A company, particularly a large business that wants sales, operates on the same principle: If nobody’s buying, then why should they sell? If rainbow merchandise isn’t being purchased due to an outcry about appropriating queer culture without supporting the community, then a company won’t sell those items anymore—especially if it’s already getting hate from homophobes who want this “woke agenda” gone from their local retail chains. If the target audience is uninterested, and other audiences are hateful, it’s a far better choice for the company to just stop selling these products.
Big corporations are not immune to antagonism, and progress does not come all at once. We’ve seen this with queer representation in popular media. For instance, in decades past the media would primarily represent the LGBTQ+ community through little insulting jokes, or as creepy, evil people who were bad-intentioned in every way. Then we had progress with implied queerness, or “word of God” declarations by authors that a character is gay.

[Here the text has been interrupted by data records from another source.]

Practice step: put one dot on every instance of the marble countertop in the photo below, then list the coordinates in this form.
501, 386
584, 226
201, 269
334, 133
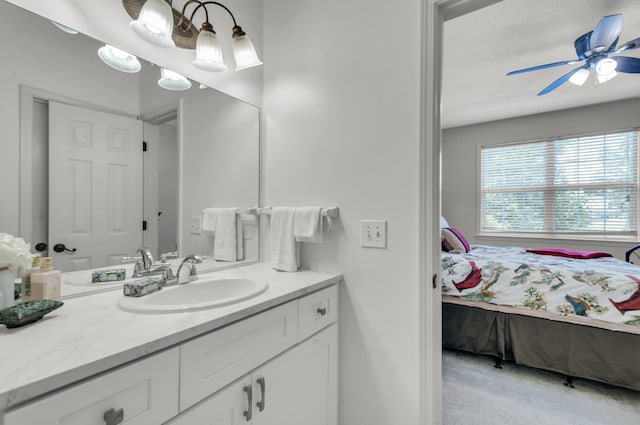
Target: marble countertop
89, 335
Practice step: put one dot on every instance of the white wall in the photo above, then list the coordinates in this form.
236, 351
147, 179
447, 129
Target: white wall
460, 163
40, 58
341, 100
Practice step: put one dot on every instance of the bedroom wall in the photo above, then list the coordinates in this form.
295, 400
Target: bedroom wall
460, 174
341, 105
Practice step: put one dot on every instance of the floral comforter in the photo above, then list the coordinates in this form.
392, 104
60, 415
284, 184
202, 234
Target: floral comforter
606, 288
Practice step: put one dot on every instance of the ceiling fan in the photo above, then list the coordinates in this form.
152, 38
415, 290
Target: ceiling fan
596, 49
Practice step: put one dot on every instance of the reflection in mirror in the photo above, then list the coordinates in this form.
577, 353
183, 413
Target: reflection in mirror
202, 151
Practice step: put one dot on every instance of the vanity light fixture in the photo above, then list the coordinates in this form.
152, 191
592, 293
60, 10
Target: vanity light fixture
171, 80
119, 59
150, 15
155, 23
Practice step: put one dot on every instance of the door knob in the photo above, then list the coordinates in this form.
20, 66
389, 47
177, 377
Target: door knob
59, 247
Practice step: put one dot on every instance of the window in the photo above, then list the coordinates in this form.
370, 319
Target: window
578, 185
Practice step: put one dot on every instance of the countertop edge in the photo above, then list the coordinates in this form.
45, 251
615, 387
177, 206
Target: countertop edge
33, 390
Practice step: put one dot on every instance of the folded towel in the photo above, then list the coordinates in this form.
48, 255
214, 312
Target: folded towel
285, 252
307, 224
209, 219
225, 244
239, 238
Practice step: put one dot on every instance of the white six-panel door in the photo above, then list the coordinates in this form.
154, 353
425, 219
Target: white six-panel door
95, 186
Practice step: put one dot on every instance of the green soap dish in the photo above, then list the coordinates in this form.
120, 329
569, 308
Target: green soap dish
28, 312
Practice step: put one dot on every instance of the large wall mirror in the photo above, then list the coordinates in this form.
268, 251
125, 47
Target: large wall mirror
203, 151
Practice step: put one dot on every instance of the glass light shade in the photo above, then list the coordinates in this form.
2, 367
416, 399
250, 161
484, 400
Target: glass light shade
606, 66
603, 78
155, 23
119, 59
173, 81
579, 77
244, 53
209, 52
64, 28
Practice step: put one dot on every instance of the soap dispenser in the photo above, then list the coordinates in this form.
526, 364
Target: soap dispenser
25, 292
45, 283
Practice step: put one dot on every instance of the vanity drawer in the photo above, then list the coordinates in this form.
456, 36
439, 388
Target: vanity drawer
144, 393
317, 310
214, 360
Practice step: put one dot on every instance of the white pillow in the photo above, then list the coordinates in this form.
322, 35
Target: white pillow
443, 223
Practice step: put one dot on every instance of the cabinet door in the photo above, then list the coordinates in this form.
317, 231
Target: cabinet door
300, 386
214, 360
229, 406
142, 393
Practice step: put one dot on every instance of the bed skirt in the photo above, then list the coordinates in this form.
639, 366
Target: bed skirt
572, 346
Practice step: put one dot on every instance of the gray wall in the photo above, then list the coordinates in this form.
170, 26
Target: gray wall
460, 174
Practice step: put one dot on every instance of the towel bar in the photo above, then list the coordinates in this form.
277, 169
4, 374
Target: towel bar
331, 212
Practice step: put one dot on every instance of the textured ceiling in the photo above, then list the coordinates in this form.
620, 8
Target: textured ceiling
481, 47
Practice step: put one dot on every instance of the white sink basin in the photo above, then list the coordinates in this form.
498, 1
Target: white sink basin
197, 295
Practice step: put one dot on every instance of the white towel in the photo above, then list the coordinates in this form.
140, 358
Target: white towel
225, 244
285, 252
239, 238
307, 224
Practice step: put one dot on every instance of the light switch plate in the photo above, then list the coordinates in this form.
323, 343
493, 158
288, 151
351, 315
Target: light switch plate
196, 226
373, 233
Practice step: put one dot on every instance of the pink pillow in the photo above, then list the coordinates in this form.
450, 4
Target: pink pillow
569, 253
454, 241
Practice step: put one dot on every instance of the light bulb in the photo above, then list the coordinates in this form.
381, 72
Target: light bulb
171, 80
155, 23
119, 59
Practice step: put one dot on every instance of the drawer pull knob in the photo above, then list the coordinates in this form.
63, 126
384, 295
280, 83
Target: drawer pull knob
247, 413
113, 417
261, 403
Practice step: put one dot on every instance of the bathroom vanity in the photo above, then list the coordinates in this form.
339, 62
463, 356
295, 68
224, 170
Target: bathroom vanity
270, 359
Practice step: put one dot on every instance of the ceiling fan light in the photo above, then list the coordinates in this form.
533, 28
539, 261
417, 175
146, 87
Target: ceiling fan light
606, 66
155, 23
64, 28
603, 78
171, 80
244, 52
579, 77
119, 59
208, 52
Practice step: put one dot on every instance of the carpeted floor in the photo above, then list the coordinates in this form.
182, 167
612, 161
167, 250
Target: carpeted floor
476, 393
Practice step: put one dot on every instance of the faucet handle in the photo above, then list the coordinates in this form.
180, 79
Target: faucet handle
168, 256
134, 259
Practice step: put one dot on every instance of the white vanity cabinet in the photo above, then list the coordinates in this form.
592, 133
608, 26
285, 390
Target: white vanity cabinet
297, 387
278, 366
144, 392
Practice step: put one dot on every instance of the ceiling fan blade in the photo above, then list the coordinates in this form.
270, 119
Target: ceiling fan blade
627, 64
633, 44
606, 33
557, 83
545, 66
583, 45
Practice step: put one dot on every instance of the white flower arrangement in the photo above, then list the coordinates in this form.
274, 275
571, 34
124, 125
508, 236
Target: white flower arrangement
14, 252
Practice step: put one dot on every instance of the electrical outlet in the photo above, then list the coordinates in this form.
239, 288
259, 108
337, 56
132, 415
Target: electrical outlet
373, 233
196, 226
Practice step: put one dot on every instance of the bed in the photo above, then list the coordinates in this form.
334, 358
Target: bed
576, 316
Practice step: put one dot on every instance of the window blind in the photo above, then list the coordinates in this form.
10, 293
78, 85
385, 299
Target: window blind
576, 185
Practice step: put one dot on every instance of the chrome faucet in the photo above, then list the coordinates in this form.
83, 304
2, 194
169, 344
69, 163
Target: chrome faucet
145, 266
188, 273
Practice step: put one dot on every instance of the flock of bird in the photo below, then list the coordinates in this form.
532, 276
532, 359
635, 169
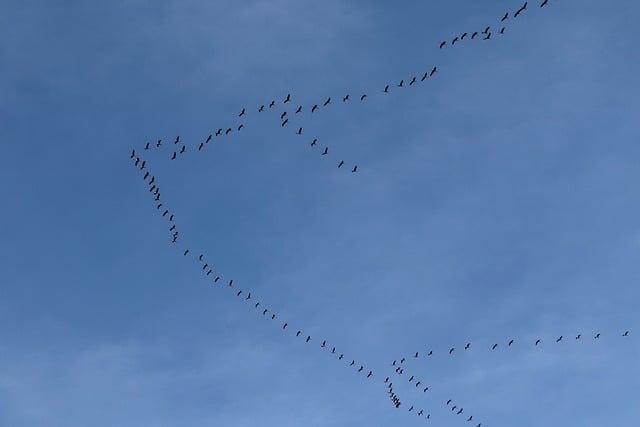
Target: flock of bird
286, 120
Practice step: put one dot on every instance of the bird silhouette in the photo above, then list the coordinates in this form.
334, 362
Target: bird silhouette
522, 9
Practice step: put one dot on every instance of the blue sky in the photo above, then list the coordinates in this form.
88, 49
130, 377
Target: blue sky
497, 200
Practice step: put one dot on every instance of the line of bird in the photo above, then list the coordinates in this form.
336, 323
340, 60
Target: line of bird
486, 33
507, 344
207, 270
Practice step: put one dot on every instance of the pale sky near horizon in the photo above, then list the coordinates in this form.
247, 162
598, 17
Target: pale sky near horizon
496, 200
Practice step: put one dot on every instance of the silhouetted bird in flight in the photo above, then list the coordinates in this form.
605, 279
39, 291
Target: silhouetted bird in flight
522, 9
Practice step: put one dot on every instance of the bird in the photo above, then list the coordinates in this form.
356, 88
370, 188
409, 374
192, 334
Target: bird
522, 9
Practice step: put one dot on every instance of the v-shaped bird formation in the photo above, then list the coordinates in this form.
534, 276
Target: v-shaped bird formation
291, 118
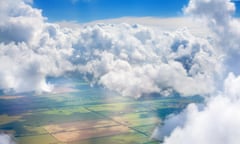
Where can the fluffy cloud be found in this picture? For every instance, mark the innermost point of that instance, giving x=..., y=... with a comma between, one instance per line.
x=163, y=61
x=218, y=120
x=6, y=139
x=120, y=57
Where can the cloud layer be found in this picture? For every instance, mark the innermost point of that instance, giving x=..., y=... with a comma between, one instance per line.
x=120, y=57
x=6, y=139
x=218, y=120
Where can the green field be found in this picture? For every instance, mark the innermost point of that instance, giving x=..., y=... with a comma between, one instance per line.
x=87, y=115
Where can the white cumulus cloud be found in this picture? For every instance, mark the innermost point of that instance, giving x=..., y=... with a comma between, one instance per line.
x=217, y=121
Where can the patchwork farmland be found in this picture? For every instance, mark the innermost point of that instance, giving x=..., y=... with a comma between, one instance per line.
x=85, y=115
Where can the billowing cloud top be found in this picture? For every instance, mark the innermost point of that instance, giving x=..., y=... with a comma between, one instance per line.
x=128, y=58
x=133, y=60
x=217, y=121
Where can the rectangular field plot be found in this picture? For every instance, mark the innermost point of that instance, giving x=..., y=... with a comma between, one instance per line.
x=72, y=136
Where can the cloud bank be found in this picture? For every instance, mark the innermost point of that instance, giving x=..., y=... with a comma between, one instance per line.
x=218, y=120
x=128, y=58
x=133, y=60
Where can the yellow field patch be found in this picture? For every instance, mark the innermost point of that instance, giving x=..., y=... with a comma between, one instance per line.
x=78, y=125
x=90, y=133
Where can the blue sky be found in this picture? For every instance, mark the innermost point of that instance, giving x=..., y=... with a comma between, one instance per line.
x=90, y=10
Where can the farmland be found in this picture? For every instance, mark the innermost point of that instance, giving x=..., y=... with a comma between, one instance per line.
x=80, y=114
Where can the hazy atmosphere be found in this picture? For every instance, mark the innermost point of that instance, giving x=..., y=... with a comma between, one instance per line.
x=119, y=72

Now we have progressed even further. We have “Nimona” and “Priory of the Orange Tree” and games where you can create nonbinary and trans characters without it being a big deal in-world (thank you, Baldur’s Gate 3). There is still more work to be done to get to the point where these things are normal instead of celebrating every time we have a queer character in a piece of media, but these are huge strides from the days of the Hays Code.
All this to say, change and support is a gradual process, however much we might want it to be instantaneous. It was a big risk for big companies to start engaging in rainbow capitalism in the first place—they would have done plenty of economic analysis beforehand, and the fact that it was an option considered at all is huge progress from where we were even 20 years ago.
It means that we are becoming more mainstream and more accepted even when it seems like queerphobia is only growing louder. It means that we’re a demographic that can be marketed to openly, and that’s progress under capitalism.
Am I saying that big companies do plenty by engaging in rainbow capitalism and paying lip service to queer rights and there’s nothing they should do to show support in more tangible ways? To the contrary: If companies feel ready to make the sacrifices that rainbow capitalism entails, they should also gear up to provide more material support, even if it’s something as small as donating some percentage of profits from rainbow merchandise to charities supporting LGBTQ+ people.
Am I advocating for trans folks to go buy a Target-brand chest binder instead of their tried-and-tested, less unsafe Spectrum or Underworks gear? No—I’m not going to tell anyone to buy things they’re not interested in, or that have safer alternatives. That would be terrifically hypocritical of me.
But we cannot engage in booing rainbow capitalism off the stage, and then be surprised and disappointed when it actually retreats behind the curtain again.
Progress moves incrementally, and we need to keep fighting for it. But despising others for putting us out there is counterproductive and we cannot expect everything to become perfect all at once.
Take what you can get, show that those steps are good for everyone and not just you and then keep pushing for more. This is the way we can effect real, lasting change.